My point is that there is value in thinking about preparation for work and life more broadly than college and degrees. Following are two ways to do that, especially with workforce development in mind.
Alternatives to College
There is a growing national conversation in the United States about skill gaps of the present and future. How do we prepare people for the job openings of the future? I commend President Obama’s call to consider free community college as part of the solution. That will help. However,we would be unnecessarily limiting ourselves if we only looked to colleges and universities. I am increasingly confident that we will find far more scalable and sustainable solutions if we expand our awareness of the possibilities. To only focus on colleges and universities to address the skills gap would be like focusing on adding more restaurants to solve a problem with hunger and malnutrition. There are other ways.
- There are promising education startups.
- There are efforts where employers are taking the initiative to build their own training programs for certain prospective employees.
- There are partnerships between companies needing new employees with certain skills and training providers (sometimes colleges and universities, but often just education companies).
- There are self-study opportunities that lead to assessments where people can demonstrate competence and/or readiness for a given job.

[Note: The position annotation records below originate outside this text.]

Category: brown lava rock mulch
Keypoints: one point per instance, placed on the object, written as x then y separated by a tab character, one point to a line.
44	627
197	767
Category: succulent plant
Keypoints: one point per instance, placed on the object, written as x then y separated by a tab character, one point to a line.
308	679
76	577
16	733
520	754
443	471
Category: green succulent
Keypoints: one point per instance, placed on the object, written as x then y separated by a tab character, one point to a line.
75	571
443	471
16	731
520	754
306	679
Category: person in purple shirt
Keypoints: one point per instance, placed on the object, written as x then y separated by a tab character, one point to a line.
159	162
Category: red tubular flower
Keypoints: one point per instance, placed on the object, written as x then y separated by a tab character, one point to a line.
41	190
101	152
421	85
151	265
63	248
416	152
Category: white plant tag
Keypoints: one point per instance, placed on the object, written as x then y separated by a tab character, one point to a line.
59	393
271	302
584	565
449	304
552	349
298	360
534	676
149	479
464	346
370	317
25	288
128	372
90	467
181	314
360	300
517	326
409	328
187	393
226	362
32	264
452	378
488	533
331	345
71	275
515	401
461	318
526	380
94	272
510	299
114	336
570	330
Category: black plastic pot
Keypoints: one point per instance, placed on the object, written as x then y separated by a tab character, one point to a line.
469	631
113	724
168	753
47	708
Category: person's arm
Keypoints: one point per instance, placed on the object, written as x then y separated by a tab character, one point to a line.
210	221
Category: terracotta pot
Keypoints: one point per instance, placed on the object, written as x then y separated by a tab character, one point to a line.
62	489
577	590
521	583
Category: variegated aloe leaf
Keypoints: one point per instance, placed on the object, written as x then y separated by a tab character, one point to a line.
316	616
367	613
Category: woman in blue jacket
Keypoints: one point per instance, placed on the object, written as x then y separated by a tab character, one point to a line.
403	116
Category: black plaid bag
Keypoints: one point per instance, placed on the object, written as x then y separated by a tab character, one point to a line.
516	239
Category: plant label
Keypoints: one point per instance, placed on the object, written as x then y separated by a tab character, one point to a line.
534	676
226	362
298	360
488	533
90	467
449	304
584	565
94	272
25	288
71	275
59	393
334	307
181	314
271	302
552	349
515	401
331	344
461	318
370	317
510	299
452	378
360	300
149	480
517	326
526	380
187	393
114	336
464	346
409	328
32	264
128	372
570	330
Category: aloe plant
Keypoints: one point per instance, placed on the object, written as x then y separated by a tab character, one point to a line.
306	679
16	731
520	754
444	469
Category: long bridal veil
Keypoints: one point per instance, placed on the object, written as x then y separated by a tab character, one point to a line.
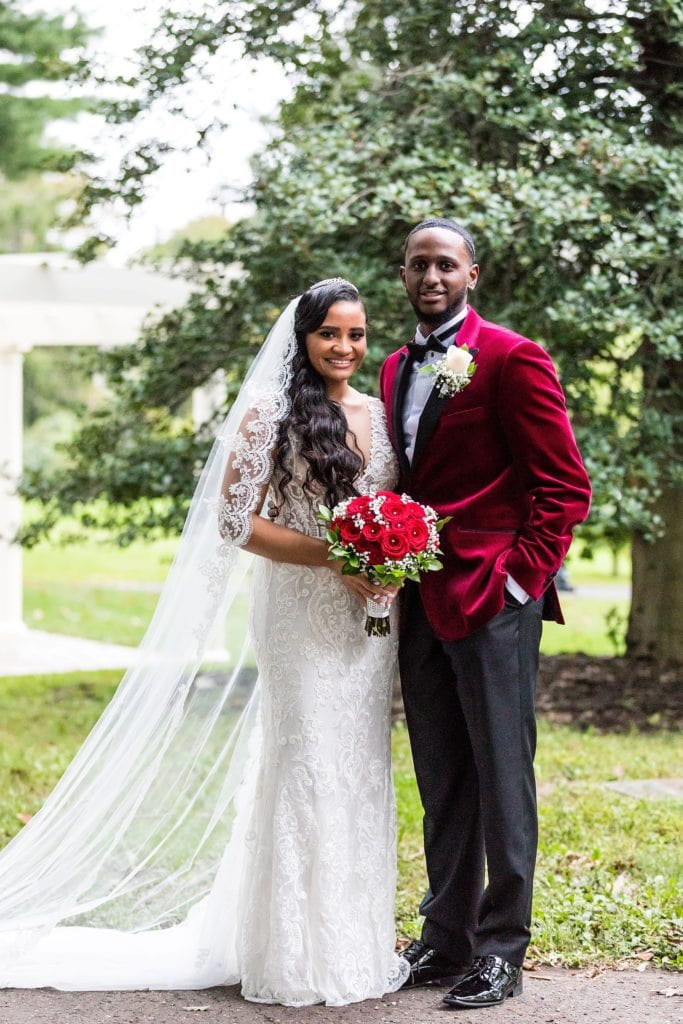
128	876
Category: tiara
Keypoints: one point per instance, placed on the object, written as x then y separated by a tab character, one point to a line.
333	281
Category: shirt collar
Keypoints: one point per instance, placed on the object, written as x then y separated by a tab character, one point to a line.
443	329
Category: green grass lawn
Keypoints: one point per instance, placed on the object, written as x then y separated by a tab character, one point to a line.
607	865
101	592
608	870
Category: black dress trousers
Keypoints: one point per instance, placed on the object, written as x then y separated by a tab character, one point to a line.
470	714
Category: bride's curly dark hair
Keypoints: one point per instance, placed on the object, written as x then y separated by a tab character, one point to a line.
315	427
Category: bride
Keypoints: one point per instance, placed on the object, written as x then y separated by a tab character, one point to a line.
205	834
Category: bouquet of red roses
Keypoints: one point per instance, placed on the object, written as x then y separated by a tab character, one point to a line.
387	536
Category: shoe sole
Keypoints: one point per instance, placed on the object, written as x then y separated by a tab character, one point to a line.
458	1004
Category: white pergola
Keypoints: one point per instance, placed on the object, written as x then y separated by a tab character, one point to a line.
48	300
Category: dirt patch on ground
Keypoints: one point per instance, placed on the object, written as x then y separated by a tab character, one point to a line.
551	996
609	694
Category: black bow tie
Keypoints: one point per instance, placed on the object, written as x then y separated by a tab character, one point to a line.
418	351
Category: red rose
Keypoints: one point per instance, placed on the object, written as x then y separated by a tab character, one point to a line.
373	550
418	534
394	544
349	531
372	530
415	509
393	509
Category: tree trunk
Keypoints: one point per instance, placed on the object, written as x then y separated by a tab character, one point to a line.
655	622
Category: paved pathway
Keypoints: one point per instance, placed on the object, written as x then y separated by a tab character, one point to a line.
551	996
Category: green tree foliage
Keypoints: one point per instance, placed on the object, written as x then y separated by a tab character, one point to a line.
32	211
551	128
37	51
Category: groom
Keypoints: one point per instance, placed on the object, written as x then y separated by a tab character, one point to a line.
496	453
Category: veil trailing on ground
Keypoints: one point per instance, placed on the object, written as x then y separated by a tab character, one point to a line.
125	878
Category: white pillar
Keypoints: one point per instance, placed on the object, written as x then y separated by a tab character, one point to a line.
11	387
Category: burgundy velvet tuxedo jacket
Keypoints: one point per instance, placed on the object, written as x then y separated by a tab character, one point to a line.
501	459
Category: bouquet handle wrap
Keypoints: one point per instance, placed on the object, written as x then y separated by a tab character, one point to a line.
377	623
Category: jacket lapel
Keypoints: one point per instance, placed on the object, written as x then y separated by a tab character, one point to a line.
399	387
428	422
465	335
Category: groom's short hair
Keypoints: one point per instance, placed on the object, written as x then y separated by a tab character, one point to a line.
451	225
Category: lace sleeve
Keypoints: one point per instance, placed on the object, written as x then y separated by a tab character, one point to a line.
248	471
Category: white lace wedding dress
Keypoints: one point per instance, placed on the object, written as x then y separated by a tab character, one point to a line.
318	889
301	907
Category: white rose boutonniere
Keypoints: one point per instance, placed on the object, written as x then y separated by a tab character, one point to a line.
454	372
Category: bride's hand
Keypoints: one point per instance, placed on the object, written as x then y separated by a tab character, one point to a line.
364	590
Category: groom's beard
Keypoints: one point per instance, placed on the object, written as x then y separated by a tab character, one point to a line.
435	320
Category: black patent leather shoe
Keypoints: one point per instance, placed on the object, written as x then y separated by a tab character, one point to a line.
430	968
488	983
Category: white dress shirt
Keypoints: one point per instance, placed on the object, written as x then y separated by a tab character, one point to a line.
417	392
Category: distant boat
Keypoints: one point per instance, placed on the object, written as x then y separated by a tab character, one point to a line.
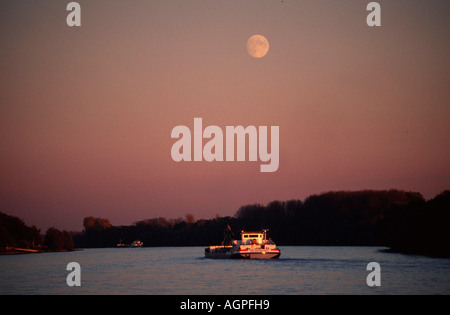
252	245
137	243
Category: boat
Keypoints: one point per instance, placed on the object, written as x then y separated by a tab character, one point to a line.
252	245
137	243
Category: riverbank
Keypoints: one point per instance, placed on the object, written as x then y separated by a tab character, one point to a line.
20	251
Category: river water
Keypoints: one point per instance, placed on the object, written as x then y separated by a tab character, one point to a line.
185	271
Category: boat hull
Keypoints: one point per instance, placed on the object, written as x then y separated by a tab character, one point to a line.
255	255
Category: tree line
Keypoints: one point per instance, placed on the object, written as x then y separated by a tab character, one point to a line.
14	234
402	221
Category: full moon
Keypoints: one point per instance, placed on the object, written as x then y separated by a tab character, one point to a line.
257	46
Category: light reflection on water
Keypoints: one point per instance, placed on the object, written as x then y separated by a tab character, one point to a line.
184	270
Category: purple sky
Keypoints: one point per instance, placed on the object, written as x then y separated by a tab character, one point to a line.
86	113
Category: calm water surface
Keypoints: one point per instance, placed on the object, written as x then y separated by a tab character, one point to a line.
171	270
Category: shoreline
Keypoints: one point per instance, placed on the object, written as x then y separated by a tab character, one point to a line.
23	251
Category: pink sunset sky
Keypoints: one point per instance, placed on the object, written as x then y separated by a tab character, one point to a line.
86	113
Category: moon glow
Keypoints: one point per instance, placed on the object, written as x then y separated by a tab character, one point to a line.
257	46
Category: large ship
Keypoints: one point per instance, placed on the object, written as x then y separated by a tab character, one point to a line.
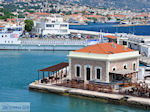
112	21
10	34
11	39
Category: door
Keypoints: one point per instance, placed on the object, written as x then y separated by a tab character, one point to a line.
87	74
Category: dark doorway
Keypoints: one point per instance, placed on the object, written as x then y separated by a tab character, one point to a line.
88	74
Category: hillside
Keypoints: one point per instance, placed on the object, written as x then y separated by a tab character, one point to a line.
121	4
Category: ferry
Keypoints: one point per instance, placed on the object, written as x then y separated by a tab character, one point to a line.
11	38
112	21
10	34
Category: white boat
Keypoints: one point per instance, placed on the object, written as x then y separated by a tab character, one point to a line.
51	25
10	34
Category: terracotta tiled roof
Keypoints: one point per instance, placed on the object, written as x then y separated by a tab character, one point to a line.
105	48
111	36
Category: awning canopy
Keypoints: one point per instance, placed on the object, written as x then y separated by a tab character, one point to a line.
55	67
124	72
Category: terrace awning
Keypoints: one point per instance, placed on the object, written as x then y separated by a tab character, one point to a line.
124	72
55	67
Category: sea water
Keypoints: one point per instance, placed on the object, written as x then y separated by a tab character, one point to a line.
19	68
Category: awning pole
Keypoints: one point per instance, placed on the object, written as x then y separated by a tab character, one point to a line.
38	76
43	75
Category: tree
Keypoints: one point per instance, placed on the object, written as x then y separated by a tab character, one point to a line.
28	25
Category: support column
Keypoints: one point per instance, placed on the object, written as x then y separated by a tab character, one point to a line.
48	73
43	75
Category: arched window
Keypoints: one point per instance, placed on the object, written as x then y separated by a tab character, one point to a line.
134	66
98	74
114	69
78	70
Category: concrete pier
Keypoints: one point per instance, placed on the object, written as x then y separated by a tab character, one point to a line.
112	98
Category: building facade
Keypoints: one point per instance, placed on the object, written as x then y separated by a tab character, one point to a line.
102	62
51	25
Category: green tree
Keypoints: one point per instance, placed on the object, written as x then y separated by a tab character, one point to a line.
28	25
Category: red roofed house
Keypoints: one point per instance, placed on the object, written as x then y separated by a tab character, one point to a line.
111	38
104	63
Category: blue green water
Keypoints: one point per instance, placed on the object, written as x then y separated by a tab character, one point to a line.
137	30
19	68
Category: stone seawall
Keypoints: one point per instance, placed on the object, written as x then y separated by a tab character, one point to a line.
111	98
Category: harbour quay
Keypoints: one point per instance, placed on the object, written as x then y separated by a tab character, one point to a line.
109	97
110	74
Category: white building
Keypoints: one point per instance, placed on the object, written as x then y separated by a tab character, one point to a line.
51	25
10	34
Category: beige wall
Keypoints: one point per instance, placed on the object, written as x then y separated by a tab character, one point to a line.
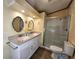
39	25
8	15
71	12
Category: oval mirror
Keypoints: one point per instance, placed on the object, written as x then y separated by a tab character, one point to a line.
17	24
30	25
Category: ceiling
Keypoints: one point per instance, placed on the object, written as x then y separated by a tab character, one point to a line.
49	6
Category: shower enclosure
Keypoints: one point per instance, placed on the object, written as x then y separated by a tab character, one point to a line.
56	31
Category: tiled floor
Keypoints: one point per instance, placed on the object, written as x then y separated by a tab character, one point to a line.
42	53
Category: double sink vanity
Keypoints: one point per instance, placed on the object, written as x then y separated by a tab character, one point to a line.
24	45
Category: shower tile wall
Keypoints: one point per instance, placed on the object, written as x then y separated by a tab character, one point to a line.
56	32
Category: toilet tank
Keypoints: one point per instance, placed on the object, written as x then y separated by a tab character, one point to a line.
68	48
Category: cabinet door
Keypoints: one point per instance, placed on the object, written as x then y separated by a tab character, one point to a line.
25	52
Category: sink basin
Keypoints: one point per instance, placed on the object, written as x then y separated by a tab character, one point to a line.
22	39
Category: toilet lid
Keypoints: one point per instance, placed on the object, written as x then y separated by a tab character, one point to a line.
56	49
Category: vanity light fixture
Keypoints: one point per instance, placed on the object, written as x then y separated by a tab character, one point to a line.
22	11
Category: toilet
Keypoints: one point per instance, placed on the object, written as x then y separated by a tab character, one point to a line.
59	53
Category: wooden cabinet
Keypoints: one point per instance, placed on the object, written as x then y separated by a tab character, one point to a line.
26	50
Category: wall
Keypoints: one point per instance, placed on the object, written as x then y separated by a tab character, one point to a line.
59	13
71	12
39	25
8	15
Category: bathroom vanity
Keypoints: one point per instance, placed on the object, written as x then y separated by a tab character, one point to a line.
24	47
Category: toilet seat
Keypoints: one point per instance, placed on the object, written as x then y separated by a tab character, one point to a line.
56	49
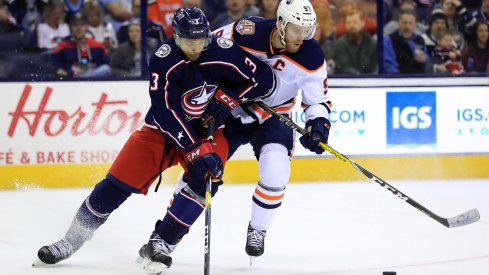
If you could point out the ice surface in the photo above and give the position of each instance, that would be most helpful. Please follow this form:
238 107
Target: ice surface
355 228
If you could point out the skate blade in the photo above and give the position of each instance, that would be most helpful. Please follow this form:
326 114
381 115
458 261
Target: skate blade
252 260
38 263
139 260
153 268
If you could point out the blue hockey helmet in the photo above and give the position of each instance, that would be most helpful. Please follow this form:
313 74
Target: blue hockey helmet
191 23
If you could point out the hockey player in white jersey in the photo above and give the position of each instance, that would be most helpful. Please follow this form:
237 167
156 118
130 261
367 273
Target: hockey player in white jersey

- There are well-known certifications through professional organizations and companies that open the door to certain employment opportunities.
- There are alternate credentialing systems (think digital badges) that can be used to document learning regardless of the learning pathway. With the continually growing number of free and open resources for learning online, why not embrace them as ways to help people prepare for various jobs, leveraging open badges or other emerging credentials to signify when someone is ready?
Think About More than Degrees
Even when we think about college and university as a solution, it is important not to get too sidetracked by the idea that a degree is the only valid or useful outcome. Learning takes place even when the final credential is not awarded. How might we recognize and credential that progressive learning so that people can step out and into a job, only to return later for further training and new opportunities? What would it look like to design the college or university experience (or at least some of them) with such built-in options? What about a program where you are credentialed for certain jobs after a semester or year, but you keep studying while working in that job. Now you have employment, but you are working to become prepared for a more advanced position in the near future? This might help solve workforce development and the cost of higher education at the same time. This is not how schools or most government entities related to education think. As it stands, schools would be penalized for such a model because students would be recorded as drop-outs, when they are really just stop-outs, and the stopping out led to employment. This is not a quite change, but it is doable, and I expect to see more higher education institutions re-discovering that they have so much more to offer in terms of preparation for work than courses, credits, and degrees.
How do we address issues related to workforce development and skill gaps? It doesn’t come from just trying to get more college graduates. That can be part of the solution, but I contend that we will make much more progress by 1) increasing access and opportunity to traditional college degrees while also 2) reimagining college in terms of progressive credentialing, and 3) looking beyond college for solutions.